MIT 6.824 2020 Video Notes 5: Go Concurrency

6.824-schedule.png

MIT finally released in-class video materials on YouTube this year. I had followed about half of this course before, and this year I plan to watch the videos and write some lecture notes. The course follows the thread of distributed systems fundamentals: fault tolerance, replication, and consistency, with carefully selected industrial-grade system papers as the main line, supplemented with detailed reading materials and sophisticated course labs, bridging academic theory and industrial practice. It is truly a rare gem of a distributed systems course. Course videos: Youtube, Bilibili. Course materials: 6.824 homepage. This is the fifth lecture note, including two parts: the first part is given by a TA about some Go primitives, design patterns, and practical techniques that will be used in lab 2, including memory models, goroutines and closures, time library, locks, condition variables, channels, signals, parallelism, and some common tools, etc. The second part is given by two other TAs sorting out some common bugs and debugging methods in Raft.

Author: Woodpecker Notes https://www.qtmuniao.com/2020/04/27/6-824-video-notes-5-go-concurrency/, please cite the source when reposting

Note: A goroutine is a lightweight thread. The terms goroutine and thread are used interchangeably below, both referring to threads in Go, although they are not completely equivalent.

Memory Model

Using threads serves two purposes:

Improve performance by utilizing multiple cores.
Construct code more elegantly.

In the labs for this course, we do not require using threads to maximize performance; we only require program correctness.

The same applies to the use of locks: we do not require fine-grained locking to boost performance; you may use coarse-grained locking to simplify code.

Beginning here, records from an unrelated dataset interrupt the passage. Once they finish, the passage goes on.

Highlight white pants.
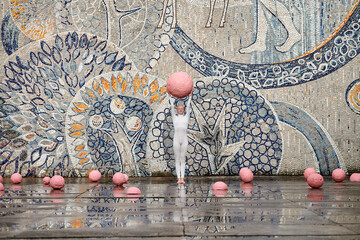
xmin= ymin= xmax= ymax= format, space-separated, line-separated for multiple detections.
xmin=173 ymin=135 xmax=188 ymax=178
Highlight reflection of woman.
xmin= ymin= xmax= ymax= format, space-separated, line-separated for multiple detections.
xmin=169 ymin=92 xmax=192 ymax=184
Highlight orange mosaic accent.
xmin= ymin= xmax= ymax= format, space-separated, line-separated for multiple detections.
xmin=101 ymin=77 xmax=110 ymax=94
xmin=143 ymin=89 xmax=148 ymax=96
xmin=111 ymin=75 xmax=117 ymax=92
xmin=98 ymin=86 xmax=103 ymax=95
xmin=133 ymin=74 xmax=140 ymax=94
xmin=79 ymin=158 xmax=89 ymax=164
xmin=72 ymin=108 xmax=85 ymax=113
xmin=70 ymin=131 xmax=84 ymax=138
xmin=77 ymin=151 xmax=87 ymax=159
xmin=122 ymin=79 xmax=127 ymax=93
xmin=93 ymin=81 xmax=98 ymax=91
xmin=70 ymin=220 xmax=83 ymax=229
xmin=75 ymin=145 xmax=85 ymax=151
xmin=141 ymin=75 xmax=148 ymax=87
xmin=150 ymin=93 xmax=159 ymax=103
xmin=74 ymin=103 xmax=88 ymax=110
xmin=160 ymin=86 xmax=167 ymax=95
xmin=87 ymin=89 xmax=96 ymax=98
xmin=117 ymin=73 xmax=122 ymax=84
xmin=71 ymin=124 xmax=84 ymax=131
xmin=150 ymin=80 xmax=159 ymax=95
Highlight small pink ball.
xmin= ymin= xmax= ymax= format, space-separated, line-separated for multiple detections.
xmin=307 ymin=173 xmax=324 ymax=188
xmin=0 ymin=175 xmax=3 ymax=183
xmin=124 ymin=174 xmax=129 ymax=182
xmin=112 ymin=172 xmax=126 ymax=186
xmin=43 ymin=177 xmax=51 ymax=185
xmin=11 ymin=173 xmax=22 ymax=184
xmin=239 ymin=168 xmax=254 ymax=183
xmin=89 ymin=170 xmax=102 ymax=182
xmin=167 ymin=72 xmax=193 ymax=98
xmin=50 ymin=175 xmax=65 ymax=190
xmin=212 ymin=181 xmax=228 ymax=190
xmin=304 ymin=168 xmax=317 ymax=179
xmin=126 ymin=187 xmax=141 ymax=201
xmin=332 ymin=169 xmax=346 ymax=182
xmin=0 ymin=183 xmax=4 ymax=191
xmin=350 ymin=173 xmax=360 ymax=182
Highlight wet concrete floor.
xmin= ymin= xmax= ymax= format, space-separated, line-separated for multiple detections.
xmin=0 ymin=176 xmax=360 ymax=239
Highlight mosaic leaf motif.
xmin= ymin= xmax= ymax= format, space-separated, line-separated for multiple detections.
xmin=65 ymin=71 xmax=167 ymax=177
xmin=148 ymin=76 xmax=282 ymax=176
xmin=0 ymin=32 xmax=133 ymax=176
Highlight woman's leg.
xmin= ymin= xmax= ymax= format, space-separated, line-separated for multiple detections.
xmin=179 ymin=139 xmax=188 ymax=182
xmin=173 ymin=139 xmax=181 ymax=182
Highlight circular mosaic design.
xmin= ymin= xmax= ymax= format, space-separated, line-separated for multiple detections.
xmin=346 ymin=78 xmax=360 ymax=114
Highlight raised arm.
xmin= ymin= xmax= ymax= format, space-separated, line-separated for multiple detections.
xmin=169 ymin=95 xmax=176 ymax=118
xmin=185 ymin=93 xmax=192 ymax=118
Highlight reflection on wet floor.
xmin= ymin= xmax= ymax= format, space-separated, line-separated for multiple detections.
xmin=0 ymin=176 xmax=360 ymax=239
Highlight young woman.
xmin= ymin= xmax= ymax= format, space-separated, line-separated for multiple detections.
xmin=169 ymin=92 xmax=192 ymax=184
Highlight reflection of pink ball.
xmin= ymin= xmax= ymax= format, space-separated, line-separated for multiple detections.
xmin=239 ymin=168 xmax=253 ymax=183
xmin=212 ymin=181 xmax=228 ymax=190
xmin=304 ymin=168 xmax=317 ymax=179
xmin=240 ymin=182 xmax=254 ymax=195
xmin=11 ymin=173 xmax=22 ymax=184
xmin=332 ymin=169 xmax=346 ymax=182
xmin=89 ymin=170 xmax=102 ymax=182
xmin=113 ymin=173 xmax=126 ymax=186
xmin=307 ymin=173 xmax=324 ymax=188
xmin=124 ymin=174 xmax=129 ymax=182
xmin=43 ymin=177 xmax=51 ymax=185
xmin=350 ymin=173 xmax=360 ymax=182
xmin=0 ymin=183 xmax=4 ymax=191
xmin=50 ymin=175 xmax=65 ymax=190
xmin=307 ymin=188 xmax=324 ymax=200
xmin=0 ymin=176 xmax=3 ymax=183
xmin=126 ymin=187 xmax=141 ymax=201
xmin=113 ymin=186 xmax=125 ymax=198
xmin=167 ymin=72 xmax=193 ymax=98
xmin=50 ymin=189 xmax=65 ymax=203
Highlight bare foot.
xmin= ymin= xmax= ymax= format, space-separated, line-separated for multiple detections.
xmin=177 ymin=178 xmax=182 ymax=184
xmin=180 ymin=178 xmax=185 ymax=184
xmin=275 ymin=32 xmax=301 ymax=52
xmin=239 ymin=42 xmax=266 ymax=54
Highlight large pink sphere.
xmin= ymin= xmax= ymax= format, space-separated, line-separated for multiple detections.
xmin=167 ymin=72 xmax=193 ymax=98
xmin=239 ymin=168 xmax=254 ymax=183
xmin=332 ymin=169 xmax=346 ymax=182
xmin=50 ymin=175 xmax=65 ymax=190
xmin=0 ymin=183 xmax=4 ymax=191
xmin=212 ymin=181 xmax=228 ymax=191
xmin=307 ymin=173 xmax=324 ymax=188
xmin=112 ymin=172 xmax=126 ymax=186
xmin=0 ymin=175 xmax=3 ymax=183
xmin=43 ymin=177 xmax=51 ymax=185
xmin=11 ymin=173 xmax=22 ymax=184
xmin=89 ymin=170 xmax=102 ymax=182
xmin=304 ymin=168 xmax=317 ymax=179
xmin=350 ymin=173 xmax=360 ymax=182
xmin=126 ymin=187 xmax=141 ymax=201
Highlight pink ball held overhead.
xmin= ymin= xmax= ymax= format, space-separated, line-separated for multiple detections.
xmin=11 ymin=173 xmax=22 ymax=184
xmin=89 ymin=170 xmax=102 ymax=182
xmin=304 ymin=168 xmax=317 ymax=179
xmin=167 ymin=72 xmax=193 ymax=98
xmin=332 ymin=169 xmax=346 ymax=182
xmin=50 ymin=175 xmax=65 ymax=190
xmin=239 ymin=167 xmax=254 ymax=183
xmin=350 ymin=173 xmax=360 ymax=182
xmin=307 ymin=173 xmax=324 ymax=188
xmin=0 ymin=183 xmax=4 ymax=191
xmin=43 ymin=177 xmax=51 ymax=185
xmin=112 ymin=172 xmax=126 ymax=186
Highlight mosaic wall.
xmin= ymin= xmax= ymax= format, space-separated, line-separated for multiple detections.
xmin=0 ymin=0 xmax=359 ymax=177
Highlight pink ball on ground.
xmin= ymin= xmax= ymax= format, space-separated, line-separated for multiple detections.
xmin=239 ymin=168 xmax=254 ymax=183
xmin=43 ymin=177 xmax=51 ymax=185
xmin=0 ymin=175 xmax=3 ymax=183
xmin=126 ymin=187 xmax=141 ymax=201
xmin=50 ymin=175 xmax=65 ymax=190
xmin=350 ymin=173 xmax=360 ymax=182
xmin=332 ymin=169 xmax=346 ymax=182
xmin=89 ymin=170 xmax=102 ymax=182
xmin=112 ymin=172 xmax=126 ymax=186
xmin=0 ymin=183 xmax=4 ymax=191
xmin=11 ymin=173 xmax=22 ymax=184
xmin=124 ymin=174 xmax=129 ymax=182
xmin=307 ymin=173 xmax=324 ymax=188
xmin=167 ymin=72 xmax=193 ymax=98
xmin=304 ymin=168 xmax=317 ymax=179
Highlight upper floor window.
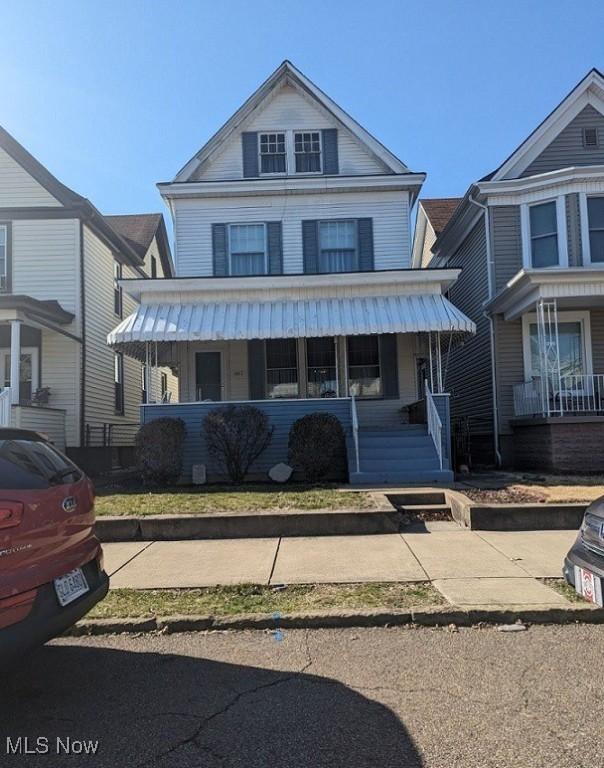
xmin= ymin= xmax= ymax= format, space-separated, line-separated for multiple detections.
xmin=228 ymin=223 xmax=266 ymax=276
xmin=587 ymin=196 xmax=604 ymax=263
xmin=0 ymin=225 xmax=7 ymax=291
xmin=114 ymin=352 xmax=124 ymax=414
xmin=259 ymin=132 xmax=286 ymax=174
xmin=583 ymin=127 xmax=600 ymax=149
xmin=113 ymin=261 xmax=123 ymax=317
xmin=529 ymin=201 xmax=559 ymax=268
xmin=294 ymin=131 xmax=321 ymax=173
xmin=150 ymin=255 xmax=157 ymax=278
xmin=319 ymin=220 xmax=357 ymax=273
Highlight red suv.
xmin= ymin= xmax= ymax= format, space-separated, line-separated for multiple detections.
xmin=0 ymin=429 xmax=108 ymax=663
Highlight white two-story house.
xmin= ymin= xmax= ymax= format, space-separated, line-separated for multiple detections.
xmin=0 ymin=124 xmax=175 ymax=473
xmin=109 ymin=61 xmax=474 ymax=484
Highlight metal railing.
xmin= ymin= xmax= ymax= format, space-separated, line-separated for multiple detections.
xmin=0 ymin=387 xmax=11 ymax=426
xmin=513 ymin=375 xmax=604 ymax=417
xmin=85 ymin=422 xmax=140 ymax=447
xmin=425 ymin=380 xmax=443 ymax=470
xmin=350 ymin=394 xmax=360 ymax=473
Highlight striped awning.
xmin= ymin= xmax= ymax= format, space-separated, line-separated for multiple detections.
xmin=108 ymin=293 xmax=475 ymax=354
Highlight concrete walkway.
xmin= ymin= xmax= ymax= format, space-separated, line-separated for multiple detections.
xmin=103 ymin=525 xmax=577 ymax=606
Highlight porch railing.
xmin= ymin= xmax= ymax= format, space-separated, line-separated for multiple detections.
xmin=425 ymin=381 xmax=443 ymax=470
xmin=513 ymin=375 xmax=604 ymax=417
xmin=350 ymin=394 xmax=360 ymax=473
xmin=0 ymin=387 xmax=11 ymax=426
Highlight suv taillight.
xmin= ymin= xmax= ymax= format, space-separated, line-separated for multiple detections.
xmin=0 ymin=501 xmax=23 ymax=529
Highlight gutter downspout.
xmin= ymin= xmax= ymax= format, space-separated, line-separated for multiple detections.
xmin=469 ymin=194 xmax=502 ymax=467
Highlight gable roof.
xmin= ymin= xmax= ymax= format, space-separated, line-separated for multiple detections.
xmin=106 ymin=214 xmax=174 ymax=277
xmin=0 ymin=124 xmax=144 ymax=268
xmin=421 ymin=198 xmax=462 ymax=236
xmin=486 ymin=67 xmax=604 ymax=181
xmin=174 ymin=60 xmax=415 ymax=182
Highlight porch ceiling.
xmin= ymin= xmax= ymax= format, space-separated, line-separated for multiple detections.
xmin=107 ymin=293 xmax=475 ymax=357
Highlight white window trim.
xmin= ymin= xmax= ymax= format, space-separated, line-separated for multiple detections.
xmin=579 ymin=191 xmax=604 ymax=266
xmin=318 ymin=219 xmax=359 ymax=273
xmin=258 ymin=130 xmax=324 ymax=177
xmin=258 ymin=132 xmax=287 ymax=177
xmin=0 ymin=346 xmax=40 ymax=394
xmin=520 ymin=196 xmax=568 ymax=269
xmin=227 ymin=222 xmax=268 ymax=276
xmin=521 ymin=310 xmax=593 ymax=381
xmin=292 ymin=130 xmax=323 ymax=175
xmin=0 ymin=224 xmax=7 ymax=287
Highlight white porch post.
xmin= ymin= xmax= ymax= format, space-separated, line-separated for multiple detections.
xmin=145 ymin=341 xmax=151 ymax=403
xmin=436 ymin=331 xmax=443 ymax=394
xmin=536 ymin=298 xmax=561 ymax=416
xmin=428 ymin=332 xmax=434 ymax=392
xmin=10 ymin=319 xmax=21 ymax=405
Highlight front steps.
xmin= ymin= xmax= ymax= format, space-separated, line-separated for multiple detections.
xmin=349 ymin=425 xmax=454 ymax=485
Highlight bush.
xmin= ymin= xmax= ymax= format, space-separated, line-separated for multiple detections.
xmin=288 ymin=412 xmax=347 ymax=482
xmin=203 ymin=405 xmax=273 ymax=483
xmin=135 ymin=417 xmax=186 ymax=486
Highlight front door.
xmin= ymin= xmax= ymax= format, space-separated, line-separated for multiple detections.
xmin=195 ymin=351 xmax=222 ymax=401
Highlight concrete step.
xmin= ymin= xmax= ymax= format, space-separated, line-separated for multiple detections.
xmin=350 ymin=469 xmax=455 ymax=485
xmin=398 ymin=504 xmax=451 ymax=516
xmin=360 ymin=425 xmax=427 ymax=435
xmin=387 ymin=491 xmax=447 ymax=506
xmin=360 ymin=458 xmax=441 ymax=472
xmin=358 ymin=435 xmax=432 ymax=448
xmin=358 ymin=445 xmax=438 ymax=460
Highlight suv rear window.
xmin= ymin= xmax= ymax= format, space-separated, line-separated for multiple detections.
xmin=0 ymin=438 xmax=82 ymax=490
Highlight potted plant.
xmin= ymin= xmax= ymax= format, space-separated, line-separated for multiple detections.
xmin=32 ymin=387 xmax=51 ymax=406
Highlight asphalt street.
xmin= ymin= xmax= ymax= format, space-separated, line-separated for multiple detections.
xmin=1 ymin=625 xmax=603 ymax=768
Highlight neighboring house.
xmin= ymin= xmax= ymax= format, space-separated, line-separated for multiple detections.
xmin=109 ymin=60 xmax=474 ymax=484
xmin=0 ymin=124 xmax=175 ymax=469
xmin=414 ymin=68 xmax=604 ymax=472
xmin=411 ymin=198 xmax=461 ymax=269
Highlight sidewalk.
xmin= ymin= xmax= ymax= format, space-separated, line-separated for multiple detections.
xmin=103 ymin=524 xmax=577 ymax=607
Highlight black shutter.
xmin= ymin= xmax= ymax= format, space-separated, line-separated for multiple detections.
xmin=267 ymin=221 xmax=283 ymax=274
xmin=248 ymin=340 xmax=266 ymax=399
xmin=357 ymin=218 xmax=374 ymax=271
xmin=242 ymin=132 xmax=259 ymax=178
xmin=302 ymin=220 xmax=319 ymax=274
xmin=379 ymin=334 xmax=399 ymax=399
xmin=212 ymin=224 xmax=228 ymax=276
xmin=322 ymin=129 xmax=339 ymax=174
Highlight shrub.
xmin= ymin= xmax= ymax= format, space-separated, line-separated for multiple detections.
xmin=288 ymin=412 xmax=347 ymax=482
xmin=203 ymin=405 xmax=273 ymax=483
xmin=136 ymin=417 xmax=186 ymax=486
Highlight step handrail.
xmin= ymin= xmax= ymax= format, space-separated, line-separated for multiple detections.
xmin=425 ymin=380 xmax=443 ymax=470
xmin=350 ymin=394 xmax=360 ymax=473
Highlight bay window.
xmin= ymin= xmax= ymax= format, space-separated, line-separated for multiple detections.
xmin=347 ymin=335 xmax=381 ymax=397
xmin=587 ymin=196 xmax=604 ymax=263
xmin=529 ymin=201 xmax=559 ymax=267
xmin=228 ymin=224 xmax=266 ymax=276
xmin=319 ymin=220 xmax=357 ymax=273
xmin=266 ymin=339 xmax=299 ymax=398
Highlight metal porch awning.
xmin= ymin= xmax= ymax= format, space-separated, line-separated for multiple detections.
xmin=108 ymin=293 xmax=475 ymax=355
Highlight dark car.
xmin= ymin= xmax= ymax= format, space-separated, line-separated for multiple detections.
xmin=0 ymin=429 xmax=108 ymax=664
xmin=564 ymin=496 xmax=604 ymax=607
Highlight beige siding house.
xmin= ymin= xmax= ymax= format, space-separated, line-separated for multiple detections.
xmin=0 ymin=125 xmax=174 ymax=469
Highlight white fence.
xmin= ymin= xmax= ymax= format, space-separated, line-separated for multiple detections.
xmin=0 ymin=387 xmax=11 ymax=426
xmin=513 ymin=375 xmax=604 ymax=417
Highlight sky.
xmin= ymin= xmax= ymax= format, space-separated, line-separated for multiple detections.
xmin=2 ymin=0 xmax=604 ymax=228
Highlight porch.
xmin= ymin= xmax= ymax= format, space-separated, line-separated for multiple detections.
xmin=109 ymin=269 xmax=474 ymax=483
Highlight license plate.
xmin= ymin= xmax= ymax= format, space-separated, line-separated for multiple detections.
xmin=54 ymin=568 xmax=89 ymax=607
xmin=574 ymin=565 xmax=604 ymax=607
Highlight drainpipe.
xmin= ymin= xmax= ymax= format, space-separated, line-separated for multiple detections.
xmin=469 ymin=194 xmax=502 ymax=467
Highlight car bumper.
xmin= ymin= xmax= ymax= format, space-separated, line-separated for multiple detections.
xmin=0 ymin=558 xmax=109 ymax=665
xmin=564 ymin=535 xmax=604 ymax=586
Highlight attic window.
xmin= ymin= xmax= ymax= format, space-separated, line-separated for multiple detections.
xmin=294 ymin=131 xmax=322 ymax=173
xmin=583 ymin=127 xmax=599 ymax=148
xmin=259 ymin=132 xmax=286 ymax=174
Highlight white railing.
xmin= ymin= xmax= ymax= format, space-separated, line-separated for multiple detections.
xmin=513 ymin=375 xmax=604 ymax=417
xmin=0 ymin=387 xmax=11 ymax=426
xmin=425 ymin=381 xmax=443 ymax=470
xmin=350 ymin=394 xmax=360 ymax=473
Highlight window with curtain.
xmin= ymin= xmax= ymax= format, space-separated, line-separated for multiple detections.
xmin=319 ymin=220 xmax=358 ymax=273
xmin=266 ymin=339 xmax=298 ymax=399
xmin=113 ymin=261 xmax=123 ymax=317
xmin=587 ymin=197 xmax=604 ymax=263
xmin=529 ymin=321 xmax=584 ymax=380
xmin=306 ymin=337 xmax=337 ymax=397
xmin=228 ymin=224 xmax=266 ymax=276
xmin=529 ymin=201 xmax=559 ymax=267
xmin=0 ymin=225 xmax=7 ymax=291
xmin=347 ymin=335 xmax=381 ymax=397
xmin=114 ymin=352 xmax=124 ymax=414
xmin=259 ymin=132 xmax=286 ymax=174
xmin=294 ymin=131 xmax=321 ymax=173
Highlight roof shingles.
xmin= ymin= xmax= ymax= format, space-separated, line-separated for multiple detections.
xmin=421 ymin=198 xmax=462 ymax=236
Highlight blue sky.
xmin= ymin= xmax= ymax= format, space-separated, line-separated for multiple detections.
xmin=2 ymin=0 xmax=604 ymax=223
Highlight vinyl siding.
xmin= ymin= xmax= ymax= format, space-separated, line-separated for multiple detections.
xmin=420 ymin=223 xmax=437 ymax=268
xmin=494 ymin=317 xmax=524 ymax=435
xmin=522 ymin=105 xmax=604 ymax=177
xmin=11 ymin=218 xmax=80 ymax=316
xmin=0 ymin=147 xmax=61 ymax=207
xmin=491 ymin=205 xmax=522 ymax=292
xmin=195 ymin=84 xmax=387 ymax=181
xmin=566 ymin=193 xmax=583 ymax=267
xmin=40 ymin=329 xmax=80 ymax=447
xmin=83 ymin=226 xmax=142 ymax=433
xmin=441 ymin=218 xmax=493 ymax=434
xmin=173 ymin=189 xmax=410 ymax=275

The memory model mainly discusses the ordering of code execution when multiple threads run. The main conclusion is that within a single thread, execution effects are guaranteed to be consistent with the sequential order of code statements. However, across threads, without explicit synchronization (via locks or channels), the order of statement execution cannot be guaranteed. That’s roughly what the memory model covers. The focus of this lecture is on exploring some typical code patterns that may be used in the labs.

Goroutine and Closure

Using for loops + goroutine can naturally express the process where a Leader sends messages to Followers in parallel. But note that when the loop variable (i in the example below) is referenced in a child goroutine, it’s best to make a copy beforehand (usually by passing it as a function parameter or copying it inside the loop body). In addition, WaitGroup is often used in the parent goroutine to blockingly wait for a group of child goroutines to finish. Example:

func main() {
  var wg sync.WaitGroup
  for i := 0; i < 5; i++ {
    wg.Add(1)
    go func(x int) {
      sendRPC(x)
      wg.Done()
    }(i)
  }
  wg.Wait()
}

func sendRPC(i int) {
  println(i)
}

Time Library

Using Go’s standard library time, you can conveniently implement doing something periodically, such as the heartbeat logic in Raft.

func periodic() {
  for {
    println("heartbeat")
    time.Sleep(1 * time.Second)
  }
}

When Raft is killed, you may want to terminate all background threads. You can use a shared variable as the loop exit condition to achieve this.

var done bool
var mu sync.Mutex

func main() {
  println("started")
  go periodic()
  time.Sleep(5 * time.Second) // wait for a while so we can observe what ticker does
  mu.Lock()
  done = true
  mu.Unlock()
  println("cancelled")
  time.Sleep(3 * time.Second) // observe no output
}

func periodic() {
  for done{
    println("tick")
    time.Sleep(1 * time.Second)
    mu.Lock()
    if done {
      return
    }
    mu.Unlock()
  }
}

It should be noted that when modifying and reading the shared variable done, both need to be wrapped with the lock sync.Mutex. This forces synchronization between multiple threads through sync.Mutex (one goroutine’s mu.Unlock will wake up another goroutine blocked on mu.Lock) to ensure that the main thread’s modification to done will definitely be seen by the child thread. Otherwise, without any synchronization measures, due to variable caching issues inside multiple threads, Go’s memory model does not strictly guarantee visibility of shared variables.

Mutex

There are mainly two situations where locks need to be used:

Ensure visibility of shared variables among multiple threads.
Ensure atomicity of a code block (it won’t be interleaved with statements in other goroutines).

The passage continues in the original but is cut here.